I hoped to have them done in time for tree-planting and fencing, to save us all bumping and slithering over quite so many boulders, and allowing Andrew and Frank to round up their stock in future. It was a tricky sequence – first the earthmoving and the new cattle ramps, then the fences, then the tree-planting
I spent a day with our neighbour Frank and Aaron, the bulldozer driver who’d done such a great job with the grader on our road for the council.
I was very keen to put in a new dam on the Benny’s Hill paddock on Esdale, because in putting up the new box-gum woodland fence, we’d also closed off the only creek water access for stock in that big area. We walked around three places in the deep, steep valley between the two ridges. Each one Frank and Aaron looked at, shook their heads ” Too steep. Get too much rain and a gully-buster will take it out” or “Probably not enough clay to seal it, too much rock and gravel.” or ” It might work, but you could dig around for days and get nothing but a waste of your time.” Finally we went up to the top of the ridge to a place where two old willow trees were slowly collapsing into a small mud-hole in a shallow gully.
Andrew had told me he thought this was our best bet for water. “The stock are drinking from there, just from the little puddles, a lot of the time.” Frank considered it was worth a try, but it was still steep, rocky and awkward to access. We all agreed it was worth digging some sort of a “hole” and seeing if we could get it to fill and hold. “There might have been a waterhole here before, and the willows were put in to try and keep the bank from breaking down, as it began to silt up”.
That seems likely. The weeping willows must have been planted there deliberately because until recently there were no self-seeding willows in Australia.
Early settlers brought slips with them that they planted out when they arrived, often from the island of St Helena where many of the early ships stopped to take on supplies. I like to think that our local willows could be clones of those ones that grew there beside Napoleon’s grave.
The willows probably didn’t help retain the bank much, though, as their roots are just as likely to pull the earth together and allow more erosion.
After the arrangements were made, I waited for the bulldozers to arrive.
The fencing got done. The tree-planting is almost done. All without the better access tracks I’d hoped for. There was a lot of carrying of water buckets for young trees in inaccessible places. The ramps finally arrived from Young and were delivered to the house and the Esdale main entry.
We had to get a new bulldozer driver. At Andrew’s shearing “cut out” party, surrounded by beer cans and the sound of clay pigeon shooting, I was introduced to Mick Downey who Andrew knew from his sheep shearing team.
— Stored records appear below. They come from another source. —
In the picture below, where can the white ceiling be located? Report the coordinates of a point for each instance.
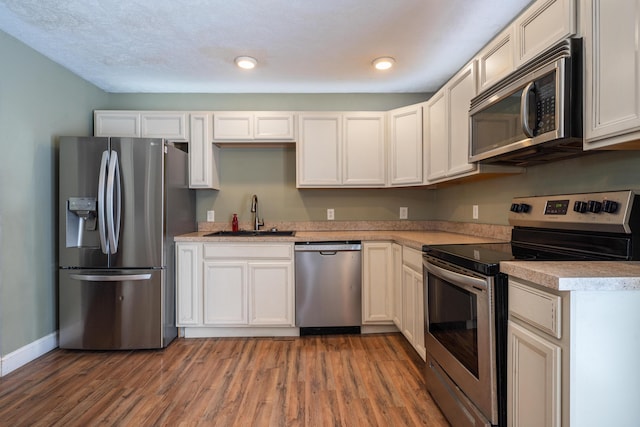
(302, 46)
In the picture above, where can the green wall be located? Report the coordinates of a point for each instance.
(270, 172)
(39, 100)
(600, 171)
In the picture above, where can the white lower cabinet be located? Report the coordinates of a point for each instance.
(534, 389)
(377, 283)
(572, 357)
(413, 300)
(188, 284)
(396, 256)
(225, 293)
(241, 285)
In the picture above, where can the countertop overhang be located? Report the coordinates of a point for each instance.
(557, 275)
(412, 239)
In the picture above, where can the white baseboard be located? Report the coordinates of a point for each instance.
(29, 352)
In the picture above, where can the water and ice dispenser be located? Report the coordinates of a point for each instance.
(82, 216)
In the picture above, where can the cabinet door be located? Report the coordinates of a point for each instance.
(406, 145)
(461, 89)
(377, 278)
(203, 155)
(396, 250)
(612, 102)
(318, 151)
(271, 299)
(116, 123)
(232, 125)
(168, 125)
(225, 293)
(363, 154)
(496, 59)
(436, 139)
(188, 284)
(533, 379)
(418, 331)
(408, 304)
(274, 126)
(542, 25)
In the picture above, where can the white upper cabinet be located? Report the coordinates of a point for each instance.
(341, 150)
(172, 125)
(542, 25)
(116, 123)
(250, 126)
(204, 164)
(436, 136)
(405, 146)
(447, 127)
(169, 125)
(364, 149)
(612, 74)
(461, 89)
(538, 28)
(496, 59)
(318, 151)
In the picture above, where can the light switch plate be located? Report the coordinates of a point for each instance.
(330, 214)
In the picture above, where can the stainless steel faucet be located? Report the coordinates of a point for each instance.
(257, 223)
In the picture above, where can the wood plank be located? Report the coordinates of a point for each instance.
(345, 380)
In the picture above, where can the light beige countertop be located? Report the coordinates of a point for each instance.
(578, 275)
(413, 239)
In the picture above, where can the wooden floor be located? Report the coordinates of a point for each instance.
(346, 380)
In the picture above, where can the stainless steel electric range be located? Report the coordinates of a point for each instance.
(466, 294)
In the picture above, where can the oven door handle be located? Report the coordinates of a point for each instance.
(472, 284)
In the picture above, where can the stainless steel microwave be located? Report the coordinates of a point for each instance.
(534, 115)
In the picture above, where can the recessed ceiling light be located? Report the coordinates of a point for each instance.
(384, 62)
(246, 62)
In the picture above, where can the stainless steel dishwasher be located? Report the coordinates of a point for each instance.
(328, 287)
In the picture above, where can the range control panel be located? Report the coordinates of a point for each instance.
(611, 211)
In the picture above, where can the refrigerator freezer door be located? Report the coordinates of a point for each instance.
(111, 309)
(79, 241)
(142, 210)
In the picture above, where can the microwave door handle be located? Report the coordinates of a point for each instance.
(524, 110)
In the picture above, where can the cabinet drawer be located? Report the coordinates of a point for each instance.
(538, 308)
(248, 251)
(412, 258)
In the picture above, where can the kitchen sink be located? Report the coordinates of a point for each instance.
(252, 233)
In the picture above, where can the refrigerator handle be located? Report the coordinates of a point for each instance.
(114, 201)
(102, 228)
(110, 277)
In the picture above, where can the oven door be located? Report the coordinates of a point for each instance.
(459, 333)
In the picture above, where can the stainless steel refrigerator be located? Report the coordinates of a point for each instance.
(121, 202)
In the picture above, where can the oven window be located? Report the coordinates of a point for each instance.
(453, 320)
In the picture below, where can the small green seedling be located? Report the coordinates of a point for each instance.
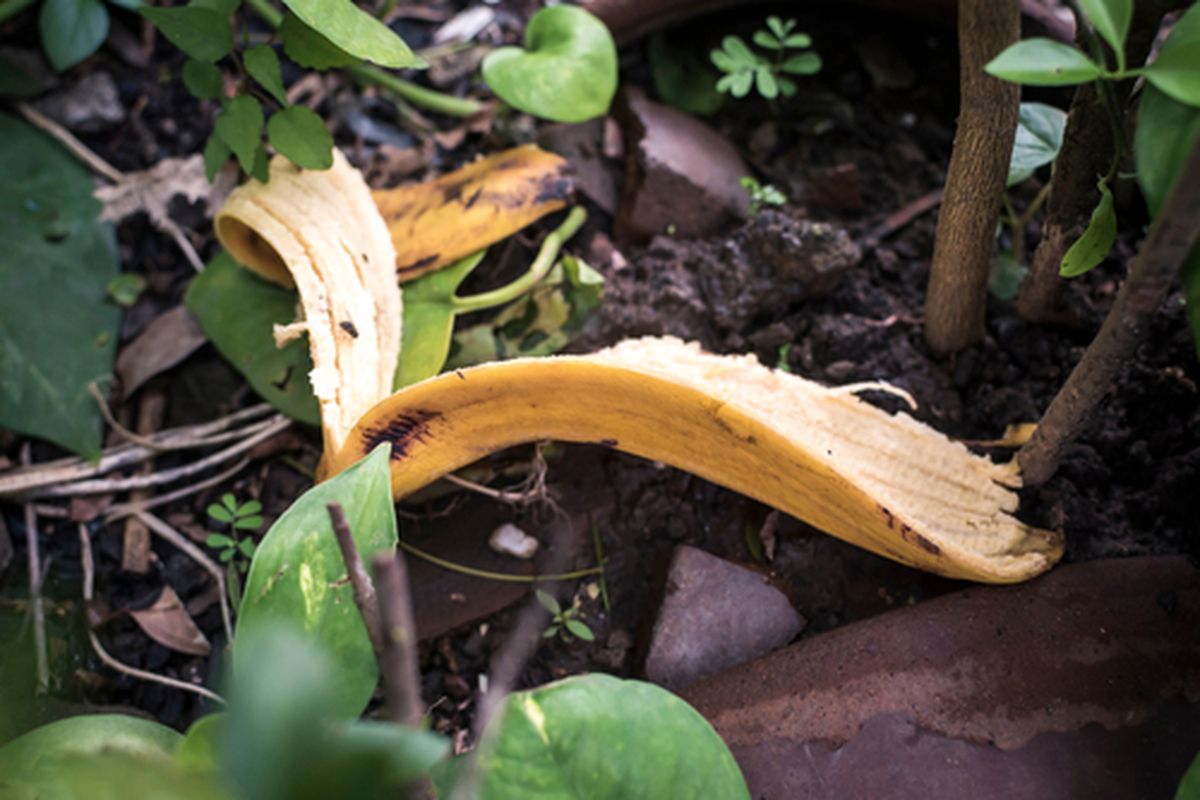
(234, 552)
(745, 68)
(761, 196)
(563, 620)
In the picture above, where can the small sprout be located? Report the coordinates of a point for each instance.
(745, 68)
(563, 621)
(761, 196)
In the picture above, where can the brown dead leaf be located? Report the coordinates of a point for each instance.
(168, 624)
(441, 221)
(165, 342)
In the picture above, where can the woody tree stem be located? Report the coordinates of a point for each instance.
(983, 143)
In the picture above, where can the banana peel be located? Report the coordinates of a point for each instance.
(442, 221)
(888, 483)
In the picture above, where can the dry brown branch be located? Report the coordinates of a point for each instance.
(89, 571)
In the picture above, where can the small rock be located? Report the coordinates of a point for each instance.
(681, 175)
(715, 614)
(91, 104)
(510, 540)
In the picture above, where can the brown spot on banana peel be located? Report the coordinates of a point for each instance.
(666, 401)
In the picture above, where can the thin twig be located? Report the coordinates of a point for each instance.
(105, 486)
(401, 673)
(36, 608)
(89, 571)
(78, 149)
(183, 542)
(364, 590)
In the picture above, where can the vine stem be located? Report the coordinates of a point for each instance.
(430, 98)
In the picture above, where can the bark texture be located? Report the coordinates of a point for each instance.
(975, 182)
(1151, 275)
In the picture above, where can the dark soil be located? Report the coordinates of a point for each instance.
(849, 152)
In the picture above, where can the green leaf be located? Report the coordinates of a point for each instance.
(298, 576)
(430, 310)
(1043, 62)
(55, 251)
(216, 154)
(580, 630)
(301, 136)
(263, 66)
(1110, 18)
(1176, 71)
(201, 32)
(309, 48)
(1189, 787)
(1165, 132)
(355, 31)
(1038, 139)
(1097, 241)
(549, 602)
(203, 79)
(805, 64)
(567, 71)
(561, 738)
(238, 311)
(240, 126)
(683, 79)
(71, 30)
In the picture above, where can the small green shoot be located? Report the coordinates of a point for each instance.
(761, 196)
(234, 552)
(745, 68)
(563, 620)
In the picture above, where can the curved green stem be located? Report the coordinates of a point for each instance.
(546, 257)
(497, 576)
(430, 98)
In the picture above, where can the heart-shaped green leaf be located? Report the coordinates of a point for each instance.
(238, 311)
(567, 71)
(298, 576)
(600, 738)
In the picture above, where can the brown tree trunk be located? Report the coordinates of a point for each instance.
(1159, 258)
(1087, 149)
(975, 182)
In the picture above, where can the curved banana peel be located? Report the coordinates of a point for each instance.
(321, 232)
(888, 483)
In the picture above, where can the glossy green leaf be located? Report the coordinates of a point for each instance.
(681, 78)
(203, 34)
(430, 310)
(1165, 132)
(600, 738)
(1110, 18)
(71, 30)
(354, 31)
(1097, 241)
(298, 576)
(240, 126)
(567, 71)
(309, 48)
(301, 136)
(57, 257)
(203, 79)
(1043, 62)
(263, 66)
(1038, 139)
(238, 311)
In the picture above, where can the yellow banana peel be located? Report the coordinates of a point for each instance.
(888, 483)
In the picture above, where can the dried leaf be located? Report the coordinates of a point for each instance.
(165, 342)
(442, 221)
(168, 624)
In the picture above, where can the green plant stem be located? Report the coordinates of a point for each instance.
(429, 98)
(497, 576)
(10, 8)
(546, 257)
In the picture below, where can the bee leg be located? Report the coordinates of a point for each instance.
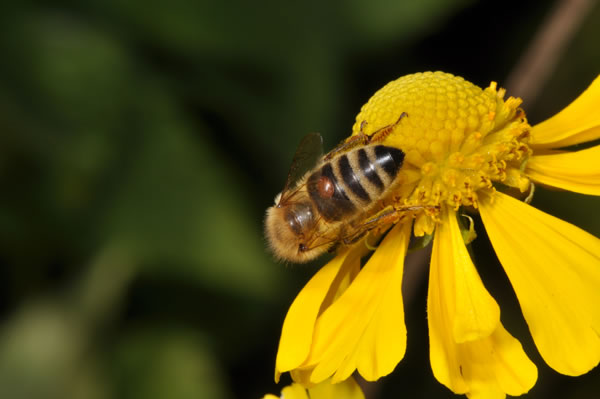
(362, 138)
(382, 133)
(385, 218)
(348, 144)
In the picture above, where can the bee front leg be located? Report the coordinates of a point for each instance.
(383, 219)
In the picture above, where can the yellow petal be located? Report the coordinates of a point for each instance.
(491, 363)
(577, 123)
(347, 389)
(298, 326)
(577, 171)
(364, 329)
(476, 313)
(554, 268)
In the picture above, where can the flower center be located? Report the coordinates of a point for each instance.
(458, 139)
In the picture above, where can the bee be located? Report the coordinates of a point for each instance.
(333, 202)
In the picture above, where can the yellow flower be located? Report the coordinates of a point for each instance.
(466, 148)
(348, 389)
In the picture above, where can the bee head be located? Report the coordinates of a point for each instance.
(289, 229)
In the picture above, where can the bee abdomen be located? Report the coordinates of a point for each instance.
(377, 166)
(354, 180)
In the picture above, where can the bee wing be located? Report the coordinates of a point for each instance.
(308, 154)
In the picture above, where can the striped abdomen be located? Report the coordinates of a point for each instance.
(352, 181)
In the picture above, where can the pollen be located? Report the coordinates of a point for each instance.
(460, 140)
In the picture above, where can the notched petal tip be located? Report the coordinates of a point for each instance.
(554, 268)
(579, 122)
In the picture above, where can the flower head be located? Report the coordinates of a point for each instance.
(465, 148)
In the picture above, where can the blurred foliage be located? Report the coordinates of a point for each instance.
(140, 143)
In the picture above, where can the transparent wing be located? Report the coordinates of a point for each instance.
(309, 152)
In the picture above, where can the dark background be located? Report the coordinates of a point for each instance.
(141, 142)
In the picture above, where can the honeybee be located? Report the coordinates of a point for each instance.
(334, 201)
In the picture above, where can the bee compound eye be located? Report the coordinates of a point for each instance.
(325, 187)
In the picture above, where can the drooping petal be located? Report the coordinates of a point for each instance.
(577, 171)
(470, 350)
(347, 389)
(554, 268)
(577, 123)
(298, 326)
(364, 329)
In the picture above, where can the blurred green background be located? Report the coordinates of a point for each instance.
(141, 142)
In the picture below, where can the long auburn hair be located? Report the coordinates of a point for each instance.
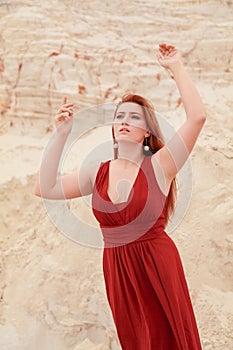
(155, 141)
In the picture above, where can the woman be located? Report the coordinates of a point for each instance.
(133, 198)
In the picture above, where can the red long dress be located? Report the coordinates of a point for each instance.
(144, 277)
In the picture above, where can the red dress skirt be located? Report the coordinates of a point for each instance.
(144, 277)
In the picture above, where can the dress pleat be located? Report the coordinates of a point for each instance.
(144, 278)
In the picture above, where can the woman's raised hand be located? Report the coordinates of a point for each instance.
(169, 57)
(64, 118)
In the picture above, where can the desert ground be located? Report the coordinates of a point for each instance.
(52, 293)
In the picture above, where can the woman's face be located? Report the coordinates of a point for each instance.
(129, 123)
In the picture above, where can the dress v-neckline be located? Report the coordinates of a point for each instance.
(132, 188)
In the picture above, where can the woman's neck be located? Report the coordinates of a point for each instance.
(130, 151)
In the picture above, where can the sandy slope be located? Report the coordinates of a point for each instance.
(52, 289)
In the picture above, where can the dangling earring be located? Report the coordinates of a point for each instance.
(146, 147)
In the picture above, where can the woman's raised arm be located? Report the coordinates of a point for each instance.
(48, 184)
(174, 154)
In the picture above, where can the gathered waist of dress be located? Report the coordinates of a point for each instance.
(115, 236)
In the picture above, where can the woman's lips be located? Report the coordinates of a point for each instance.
(124, 129)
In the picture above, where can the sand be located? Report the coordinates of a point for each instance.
(52, 293)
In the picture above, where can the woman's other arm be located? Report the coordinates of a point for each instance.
(174, 154)
(48, 184)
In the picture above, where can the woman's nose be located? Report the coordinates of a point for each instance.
(125, 120)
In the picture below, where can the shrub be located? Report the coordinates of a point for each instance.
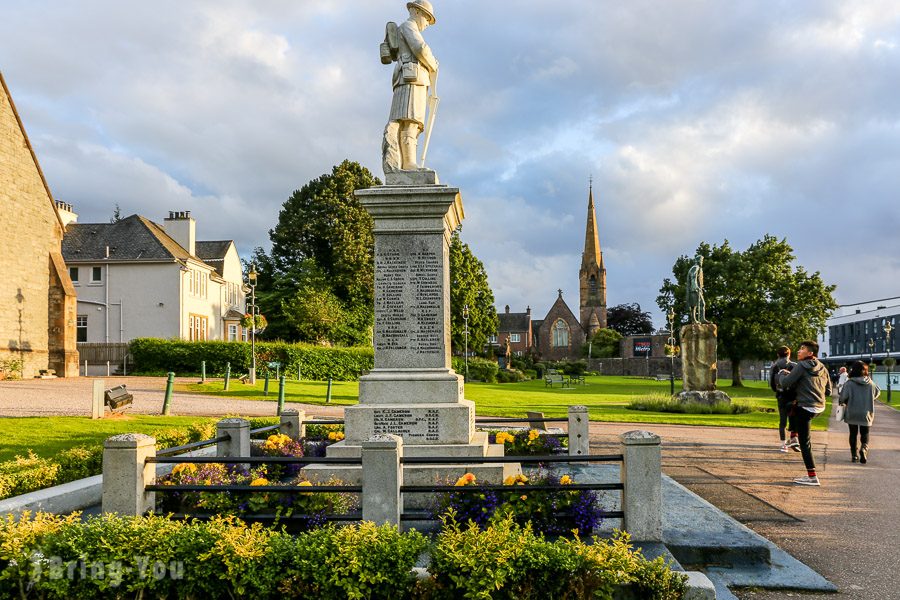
(509, 561)
(663, 403)
(153, 355)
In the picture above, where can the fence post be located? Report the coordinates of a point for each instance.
(382, 478)
(238, 442)
(579, 431)
(292, 423)
(167, 400)
(642, 478)
(126, 474)
(97, 399)
(281, 394)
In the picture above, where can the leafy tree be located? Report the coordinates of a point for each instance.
(756, 297)
(604, 344)
(469, 285)
(629, 319)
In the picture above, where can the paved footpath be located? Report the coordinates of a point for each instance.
(848, 529)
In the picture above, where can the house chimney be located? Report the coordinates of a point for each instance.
(66, 214)
(182, 228)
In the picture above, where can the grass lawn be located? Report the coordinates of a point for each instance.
(606, 398)
(48, 435)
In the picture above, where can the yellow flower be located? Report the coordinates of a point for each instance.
(180, 468)
(466, 479)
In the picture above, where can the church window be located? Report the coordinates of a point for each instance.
(560, 334)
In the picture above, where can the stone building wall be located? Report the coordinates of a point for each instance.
(37, 318)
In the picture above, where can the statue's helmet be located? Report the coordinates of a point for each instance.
(425, 7)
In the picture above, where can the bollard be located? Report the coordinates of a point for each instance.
(382, 478)
(579, 431)
(292, 423)
(280, 394)
(126, 474)
(167, 400)
(238, 443)
(642, 477)
(97, 399)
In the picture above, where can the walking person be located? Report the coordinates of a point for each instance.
(810, 379)
(858, 396)
(784, 398)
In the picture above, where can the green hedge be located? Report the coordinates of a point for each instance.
(53, 557)
(154, 355)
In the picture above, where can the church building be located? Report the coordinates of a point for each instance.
(561, 334)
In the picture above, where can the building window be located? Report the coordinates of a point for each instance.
(81, 328)
(560, 334)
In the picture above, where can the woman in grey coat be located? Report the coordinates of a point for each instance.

Mick had just gone into the earthmoving business. After discussing it one day, the machinery was delivered the next and away they went.
They’ve been going places with their big equipment that I find tricky just walking.
I found it hard to watch the access tracks, minimal as they are, go through our native grasses. I’ve just learned to identify some of those plants. It’s necessary to have the tracks, though, both for fire fighting access and also so that we can water the new trees we’ve planted. Buckets in midsummer heat are just not going to happen.
There’s been a lot to learn about what makes a good occasional use track. Unlike an all-weather full-time road, it’s better for a track to be grassy if possible because it reduces the erosion when it rains. The idea is to do the minimum needed to make it drivable. That means removing the biggest, sump-crushing boulders, cutting into the slope to make the road a little more level if it’s dangerously tilted, making runoff trenches and “Whoa-boy” humps in the road to force the water to divert. I see the purpose, but don’t like driving with the Whoa-boys on a steep track, because coming up or down the lower side of the hump means you’re momentarily vertical.